= Transpacific Route Case =

The Transpacific Route Case was a major administrative law case argued before the Civil Aeronautics Board for much of the 1960s. Before the case, the only U.S. airlines permitted to fly transpacific routes were Pan Am and Northwest Orient. Continental Airlines also flew transpacific routes on military contract, but was not allowed to carry civilians.

President Dwight Eisenhower opened the case in 1959 in order to investigate opening the market up to further competition, but he closed the case shortly before leaving office. John F. Kennedy reopened the case in 1961.

The CAB concluded the case in 1969, retaining Northwest and Pan Am's routes to Asia and making the following additional route awards:

- American Airlines - Australia, Fiji, Hawaii, New Zealand, Samoa
- Continental Airlines - Guam, Hawaii, Saipan
- Northwest Airlines - Hawaii to Asia flights
- Trans World Airlines - Hawaii, Japan, Taiwan
- Western Airlines - Hawaii

The award was a great victory for TWA, which had already established service from the U.S. to Europe, connecting onward as far east as Hong Kong.
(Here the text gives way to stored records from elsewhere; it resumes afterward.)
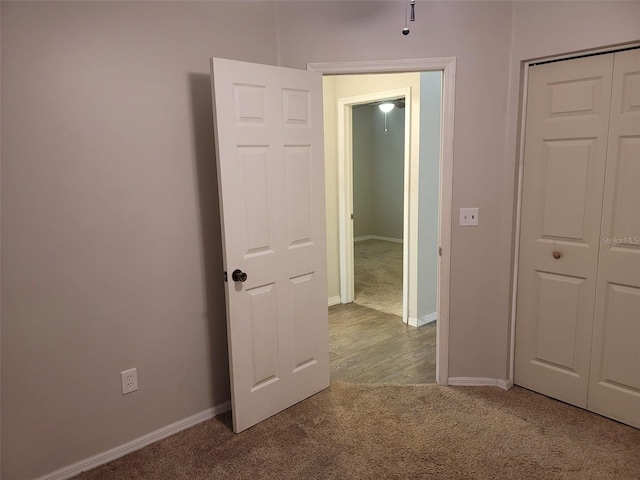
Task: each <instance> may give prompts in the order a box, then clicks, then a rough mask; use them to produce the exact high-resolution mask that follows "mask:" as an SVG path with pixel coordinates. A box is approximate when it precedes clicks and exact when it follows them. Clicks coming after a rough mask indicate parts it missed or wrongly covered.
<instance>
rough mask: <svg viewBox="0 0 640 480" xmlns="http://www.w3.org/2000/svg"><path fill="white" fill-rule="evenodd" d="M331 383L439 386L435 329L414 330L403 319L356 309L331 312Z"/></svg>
mask: <svg viewBox="0 0 640 480" xmlns="http://www.w3.org/2000/svg"><path fill="white" fill-rule="evenodd" d="M329 346H330V350H329V363H330V369H331V381H334V382H354V383H394V384H412V383H435V381H436V355H435V354H436V323H435V322H433V323H430V324H428V325H424V326H422V327H418V328H416V327H410V326H409V325H406V324H404V323H403V322H402V319H401V318H400V317H397V316H395V315H390V314H388V313H384V312H379V311H377V310H373V309H371V308H367V307H364V306H362V305H358V304H355V303H350V304H346V305H334V306H332V307H329Z"/></svg>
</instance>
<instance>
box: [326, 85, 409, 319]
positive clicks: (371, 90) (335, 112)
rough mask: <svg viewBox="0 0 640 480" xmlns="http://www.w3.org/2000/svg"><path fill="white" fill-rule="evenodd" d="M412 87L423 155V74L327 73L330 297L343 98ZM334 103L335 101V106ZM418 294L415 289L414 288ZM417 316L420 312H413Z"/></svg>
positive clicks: (334, 231) (332, 277)
mask: <svg viewBox="0 0 640 480" xmlns="http://www.w3.org/2000/svg"><path fill="white" fill-rule="evenodd" d="M404 87H410V88H411V109H412V110H411V116H412V117H411V129H412V130H411V146H410V148H411V154H412V155H414V157H413V158H419V155H420V151H419V146H420V142H419V139H420V74H419V73H392V74H385V75H337V76H327V77H324V105H325V111H324V112H325V118H324V132H325V173H326V177H325V178H326V180H325V182H326V195H327V245H328V266H329V268H328V287H329V290H328V292H329V298H332V297H335V296H339V295H340V257H339V254H340V253H339V243H338V241H339V240H338V140H337V135H338V118H337V104H338V101H339V99H341V98H347V97H355V96H358V95H367V94H371V93H377V92H383V91H386V90H396V89H398V88H404ZM331 105H334V107H333V108H331ZM411 294H413V295H415V292H411ZM409 315H410V316H412V317H416V315H417V314H416V312H409Z"/></svg>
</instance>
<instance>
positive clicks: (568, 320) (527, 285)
mask: <svg viewBox="0 0 640 480" xmlns="http://www.w3.org/2000/svg"><path fill="white" fill-rule="evenodd" d="M612 66H613V56H611V55H609V56H598V57H590V58H583V59H578V60H571V61H567V62H557V63H549V64H544V65H536V66H533V67H531V68H530V69H529V86H528V94H527V127H526V128H527V130H526V137H525V146H524V172H523V197H522V223H521V231H520V256H519V265H518V270H519V274H518V296H517V311H516V349H515V379H514V380H515V383H517V384H518V385H522V386H525V387H527V388H531V389H533V390H536V391H539V392H541V393H544V394H546V395H549V396H552V397H555V398H559V399H561V400H563V401H566V402H568V403H572V404H574V405H579V406H583V407H584V406H586V404H587V392H588V380H589V363H590V350H591V333H592V326H593V323H592V322H593V304H594V298H595V283H596V273H597V261H598V248H599V244H600V217H601V209H602V193H603V183H604V173H605V158H606V153H607V152H606V149H607V134H608V124H609V106H610V96H611V77H612Z"/></svg>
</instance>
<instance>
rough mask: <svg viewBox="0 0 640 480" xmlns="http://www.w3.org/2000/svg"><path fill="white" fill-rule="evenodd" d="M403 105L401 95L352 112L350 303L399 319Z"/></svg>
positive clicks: (402, 185) (402, 240) (402, 292)
mask: <svg viewBox="0 0 640 480" xmlns="http://www.w3.org/2000/svg"><path fill="white" fill-rule="evenodd" d="M405 106H406V100H405V97H404V96H402V97H398V98H394V99H385V98H381V99H379V100H377V101H374V102H371V103H364V104H358V105H353V106H352V108H351V111H352V128H351V138H352V146H353V147H352V172H353V175H352V178H353V219H352V220H353V259H354V261H353V273H354V274H353V291H354V297H353V301H354V302H355V303H357V304H358V305H362V306H365V307H369V308H372V309H374V310H378V311H381V312H385V313H388V314H391V315H395V316H397V317H400V318H403V320H404V317H405V310H404V309H403V299H404V296H403V285H404V282H403V271H404V270H405V268H404V267H405V265H404V262H403V259H404V258H405V257H404V255H403V246H404V244H405V242H404V229H403V227H404V223H405V222H404V216H405V215H404V198H405V192H404V184H405V181H404V172H405V163H406V158H405V152H406V151H408V149H409V145H408V143H409V142H408V137H407V136H406V135H405V132H406V128H405ZM405 323H406V320H405Z"/></svg>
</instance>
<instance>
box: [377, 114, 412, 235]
mask: <svg viewBox="0 0 640 480" xmlns="http://www.w3.org/2000/svg"><path fill="white" fill-rule="evenodd" d="M404 112H405V111H404V110H401V109H398V108H394V109H393V110H391V111H390V112H389V113H388V114H387V133H386V134H385V133H384V113H383V112H382V111H381V110H380V109H379V108H378V111H377V112H376V114H375V115H374V125H373V128H374V132H373V136H372V139H373V148H374V161H375V168H374V175H375V178H374V185H375V188H374V192H375V195H374V197H373V205H374V208H375V216H374V222H373V235H377V236H380V237H386V238H394V239H402V234H403V232H402V225H403V223H404V222H403V220H404Z"/></svg>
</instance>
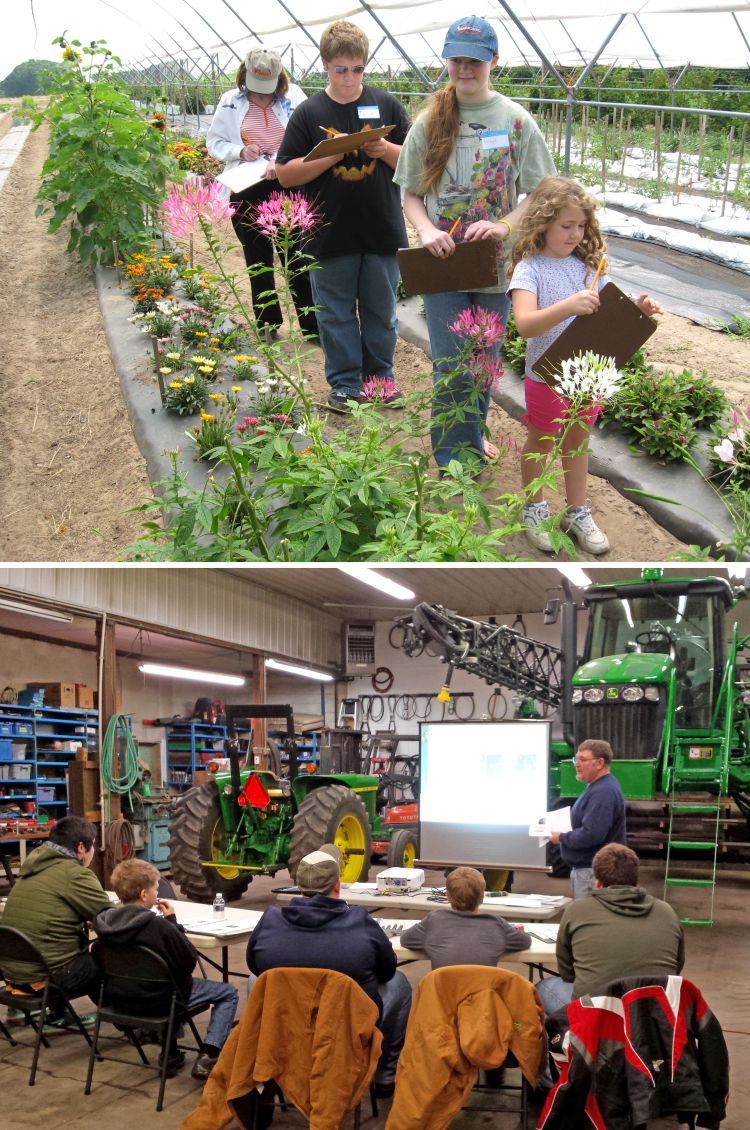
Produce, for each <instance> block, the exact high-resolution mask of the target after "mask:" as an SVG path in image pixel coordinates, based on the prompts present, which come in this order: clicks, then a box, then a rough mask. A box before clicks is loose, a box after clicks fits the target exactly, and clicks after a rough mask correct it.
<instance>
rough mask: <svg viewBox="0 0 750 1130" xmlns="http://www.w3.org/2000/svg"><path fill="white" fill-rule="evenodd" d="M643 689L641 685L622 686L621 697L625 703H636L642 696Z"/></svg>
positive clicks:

The case gave TWA a "round the world route" and allowed it to serve South and Southeast Asia in both westbound and eastbound directions. Initially, Continental Airlines was awarded routes to Australia and New Zealand with stops. However, President Nixon, upon taking office set aside the international route awards. The rights previously given to Continental Airlines were later given to American Airlines.

One loser in the case was American, which had petitioned long and hard for rights to serve Japan: it did not want the South Pacific routes, and it ended up trading those routes to Pan Am. United Airlines was the biggest loser of all: it received no transpacific routes, besides some Hawaiian routes that were added in the early 1960s.